Auch die Fenster in den Seitenwänden der Kirche bestehen aus den kleinen Glasscherben, sie sind allerdings mit dicken Glasbrocken, die wie Diamanten glitzern, durchsetzt. "Diese Fenster haben Wallfahrer gespendet. So haben auch sie einen Teil zur ungewöhnlichen Einrichtung der Kirche beigetragen", freut sich Gerold Postler. Insgesamt ist die Wallfahrtskirche eine geglückte Verbindung aus Tradition und modernem Baustil.

Viel kleiner, bescheidener und verborgen findet man an der Ostseite der Kirche noch eine Besonderheit: das "Marienbrünnle". Ein daumendicker Wasserstrahl kommt hier aus einer gemauerten Bruchsteinwand und fließt der Retz zu. Zeitgenossen schätzen den geringen Gehalt an Kalk für ihre Aquarien, viele aber sind fest davon überzeugt, dass das Wasser echte Heilkraft in sich birgt. Sie kommen des Öfteren, um hier ihre Kanister oder Kannen aufzufüllen.
Vorchristlicher Ort der Kraft
Vermutungen, dass es sich hier womöglich um einen der geheimnisvollen "Orte der Kraft" handelt, die noch aus der vorchristlichen Zeit stammen, sind wohl nicht ganz von der Hand zu weisen. Wer sich in einer stillen Minute ganz der traumhaften Verbindung zwischen Stein, Wasser und Natur einlässt, spürt vielleicht auch hier etwas von der göttlichen Kraft.

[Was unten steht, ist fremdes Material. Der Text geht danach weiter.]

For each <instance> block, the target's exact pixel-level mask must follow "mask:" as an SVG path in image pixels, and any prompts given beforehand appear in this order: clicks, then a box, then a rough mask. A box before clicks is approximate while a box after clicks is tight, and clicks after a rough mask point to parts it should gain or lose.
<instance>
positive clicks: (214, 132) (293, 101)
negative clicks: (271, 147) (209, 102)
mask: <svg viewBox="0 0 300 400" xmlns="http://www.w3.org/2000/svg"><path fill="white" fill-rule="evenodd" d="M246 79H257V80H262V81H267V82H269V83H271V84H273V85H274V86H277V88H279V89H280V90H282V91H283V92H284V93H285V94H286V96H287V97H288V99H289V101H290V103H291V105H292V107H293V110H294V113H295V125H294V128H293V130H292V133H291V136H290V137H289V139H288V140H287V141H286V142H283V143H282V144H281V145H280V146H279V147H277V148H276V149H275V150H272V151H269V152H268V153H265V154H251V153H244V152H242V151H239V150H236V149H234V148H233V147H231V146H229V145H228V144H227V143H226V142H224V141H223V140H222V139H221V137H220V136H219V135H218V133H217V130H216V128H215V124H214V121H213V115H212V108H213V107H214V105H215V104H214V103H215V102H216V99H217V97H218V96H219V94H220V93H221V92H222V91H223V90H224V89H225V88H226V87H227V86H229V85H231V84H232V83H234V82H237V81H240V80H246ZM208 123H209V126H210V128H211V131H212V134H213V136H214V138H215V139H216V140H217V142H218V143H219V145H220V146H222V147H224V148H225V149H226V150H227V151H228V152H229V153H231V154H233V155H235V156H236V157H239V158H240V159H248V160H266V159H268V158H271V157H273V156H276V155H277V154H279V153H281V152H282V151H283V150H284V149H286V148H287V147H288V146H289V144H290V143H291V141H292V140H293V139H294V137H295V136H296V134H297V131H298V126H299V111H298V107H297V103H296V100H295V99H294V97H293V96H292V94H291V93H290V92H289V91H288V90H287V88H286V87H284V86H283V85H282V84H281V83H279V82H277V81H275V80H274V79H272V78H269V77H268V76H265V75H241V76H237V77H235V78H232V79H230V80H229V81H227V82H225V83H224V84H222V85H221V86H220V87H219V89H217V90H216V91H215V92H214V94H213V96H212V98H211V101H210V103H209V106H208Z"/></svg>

Pfarrer Postler spricht von fast 130 organisierten Wallfahrten, die vornehmlich in den Sommermonaten August und September "Maria im Grünen Tal" zum Ziel haben. Mit rund 1000 Pilgern ist dabei die aus Fulda die größte, die weiteste Anreise zu Fuß haben die Gläubigen aus Baunatal: für die 180 Kilometer lange Strecke sind sie drei volle Tage unterwegs. Trotz dieser Beliebtheit ist "Maria im Grünen Tal" ein angenehm stiller Wallfahrtsort geblieben, der zahllose Einzelpilger, Wanderer und "Stammpilger" anzieht.

Wechselhaft mit beschaulicher Ruhe und fröhlichem Treiben geht es im benachbarten Gesundheitsgarten zu. Dieser ist seit 2014 ein Ort, um die Seele baumeln zu lassen und neue Kräfte zu tanken. Direkt an der Wallfahrtskirche entstand ein 4000 Quadratmeter großes Areal, das für Bürger, Gäste und Wallfahrer gleichermaßen attraktiv ist. Austausch auf dem Mehrgenerationenplatz, Regeneration durch Kneipp-Becken, Entspannung auf dem Boccia-Platz und eine Naturheilkundeexkursion durch den Heilkräutergarten – all das ist hier möglich. Ein Laubengang mit Weinreben, der Meditationspavillon und ein Rasenlabyrinth runden das Angebot ab.
Die Kirche ist ab 8 Uhr bis zum Abend geöffnet. Außerdem beginnt an ihrem Standort der "Besinnungsweg Retztal". Auf dem 13 Kilometer langen Rundweg erwarten die Wanderer viele Stationen, die zum Beispiel die Flora und Fauna erklären.